Below the rear camera is a shallow divot the same diameter as the camera flash ring and adorned by Motorola’s logo. The recessed, lower-case “nexus” branding carries over from the Nexus 5, but now with silver-colored inserts. The landscape orientation of this identifier makes more sense on the Nexus 6, since it will see significant two-handed use.
Interestingly, this reviewer’s sample arrived from the Tom’s Hardware labs with noticeable scuffing on two corners and the straight line of the “u” in “nexus” missing. This may not bode well for long-term cosmetic endurance.
A microUSB port and some faint FCC markings are on the slightly-tapered bottom edge.
Just above center on the right side is the volume rocker and power button. This is our preferred button layout for phablets, since it simultaneously places them within easy reach and prevents inadvertently squeezing the power button when changing the volume, which can happen when they're placed on opposite sides. Button presses are fairly shallow and soft; it would be nice to have a more definitive "click", but we're nitpicking here. A lined texture on the power button differentiates it from the volume controls below.
The top edge is tapered like the bottom, with some of the aluminum edge spilling over onto the back. The headphone jack sits in the center with the SIM tray alongside to keep it company.
With the physical description complete, let's talk size—the elephablet in the room, if you will. At 159.3 x 83.0 x 10.1mm and 184g, the Nexus 6 is a beast. I made the mistake of stashing it in a sweat-jacket pocket, and it jiggled right out all on its own during a walk. Back pocket? No way, it’s too long and rigid, making it dangerous to sit on. Front shirt pocket? Won’t fit. So where do you put it? We have no idea. Maybe one of those leather billfolds with a stylus and slots for your credit cards, but then you’re still stuck carrying it around and forgetting it on tabletops everywhere you go. A purse or briefcase would work, or maybe one of those cool packs you wear around your waist—a fanny pack I think they're called.

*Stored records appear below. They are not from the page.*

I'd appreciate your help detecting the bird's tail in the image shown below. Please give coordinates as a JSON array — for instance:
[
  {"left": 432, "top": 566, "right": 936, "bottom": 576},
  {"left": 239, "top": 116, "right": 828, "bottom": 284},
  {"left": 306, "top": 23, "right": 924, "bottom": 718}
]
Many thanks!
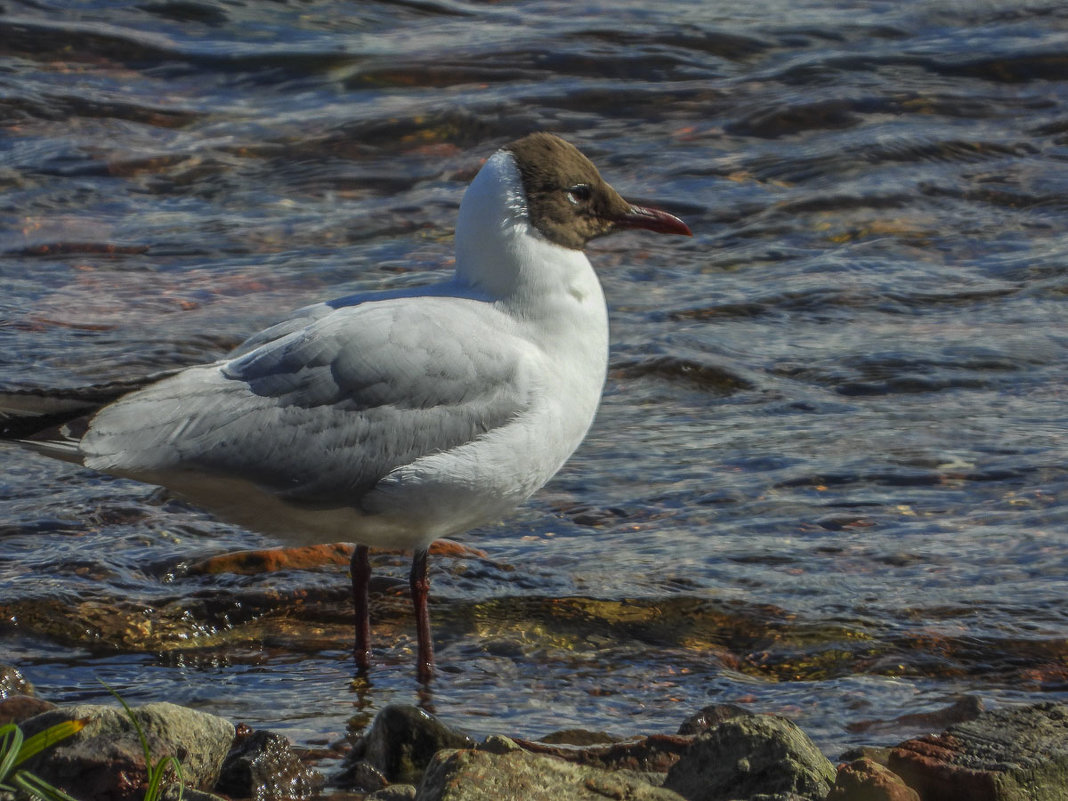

Despite its larger screen, the Nexus 6 isn't much taller than the iPhone 6 Plus thanks to its smaller bezels. However, height isn't the real issue. Width is. This author wears a men’s XL glove size, and I found one-handed operation continuously annoying. Yes, you can operate the Nexus 6 with one hand so long as you keep the pad of your index finger nestled in the little divot on the phone’s back. It’s a stretch. Your thumb won’t cover the whole screen unless you’re freakishly flexible. But Google’s new Android 5.0 OS anticipates this and gives you the chance here and there to double-swipe and essentially drag the feature you want down to your thumb. The device’s center of gravity leaves the majority of its weight on your index finger, where you’re strongest, but still distributes well over the remaining three fingers, especially when you nestle its lower-right corner just above the heel of your palm. It’s a more stable arrangement than you’d think, but I never grew comfortable with it. You know how it’s possible but awkward to cradle a notebook in one arm and type with the other hand? It’s stable, and for short bursts, it’s not too annoying, but you’d never want to work that way for more than a minute or two. Inevitably, I ended up switching to two-handed use for anything requiring more than a quick glance. You’re fine using one hand to check for new emails, but you’ll want two hands to actually interact with them.
Don’t let these quibbles give the impression that we didn’t like the Nexus 6. If you accept the baggage that goes with its physical dimensions—and you should if you’re going to own it—then it remains handsome and effective.